Credit: eamesBot/Shutterstock

Turning Weak Signals into Strong Predictions

Why some machine learning models unlock economic forecasting potential

By Monika Brown
October 25, 2024
CBR - Finance

In fields including computer science and data science, it is common practice when predicting outcomes such as customer churn or image recognition to focus on variables with the highest predictive power. This often involves identifying a few “strong” signals—such as user engagement metrics for churn prediction or edge detection features in image recognition—while discarding “weak” variables that contribute less to overall model accuracy.

But making accurate predictions in financial markets is notoriously challenging because the most easily exploitable opportunities for abnormal returns (alpha) have already been identified and capitalized on by sophisticated investors. This leaves financial datasets with weaker, more subtle signals—such as minor price inefficiencies or anomalies in trading patterns—which offer smaller potential gains and are far more difficult to detect.

Chicago Booth PhD student Zhouyu Shen and Booth’s Dacheng Xiu suggest that these weak signals provide an important opportunity and that discovering how to best make use of them has become critical for anyone looking to improve predictive accuracy. A commonly used prediction method can struggle with them, their research finds—while an older, less-used model outperformed in their tests.

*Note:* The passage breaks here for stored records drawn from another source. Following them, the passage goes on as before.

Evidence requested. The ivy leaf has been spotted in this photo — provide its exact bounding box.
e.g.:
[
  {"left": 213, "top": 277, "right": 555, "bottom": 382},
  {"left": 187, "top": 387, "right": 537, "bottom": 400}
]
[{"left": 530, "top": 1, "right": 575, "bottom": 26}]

Weak signals are prevalent in economic data. For example, changes to personal income, the unemployment rate, or corporate bond spreads are not seemingly relevant to someone trying to predict a move in industrial production. But such data could be helpful in combination, the researchers explain. After all, personal income changes are tied to consumer demand. Corporate bond spreads signal shifts in business borrowing costs. The unemployment rate provides a read on labor dynamics. Together, these variables could start to paint a more comprehensive picture of the factors influencing industrial production.

A prediction model that works for strong signals might not necessarily work for a data set full of subtle signals, however. In this case, which machine learning models can best capture faint patterns in high-dimensional data sets (those with a lot of variables)?

Related Reading

The common approach of focusing on strong signals and eliminating most weak signals to build predictive models has an advantage: It helps avoid overfitting, which occurs when a model becomes too tailored to its training data and loses the crucial ability to generalize to new, unseen data. However, when signals are weak, this selective process can lead to errors, undermining the benefits of a parsimonious (essentially simple) model by potentially excluding subtle yet valuable information or relying on incorrectly chosen signals.

To discover which ML methods remain effective at making use of subtle signals, the researchers employed an approach that combined theoretical work, simulations, and empirical analysis.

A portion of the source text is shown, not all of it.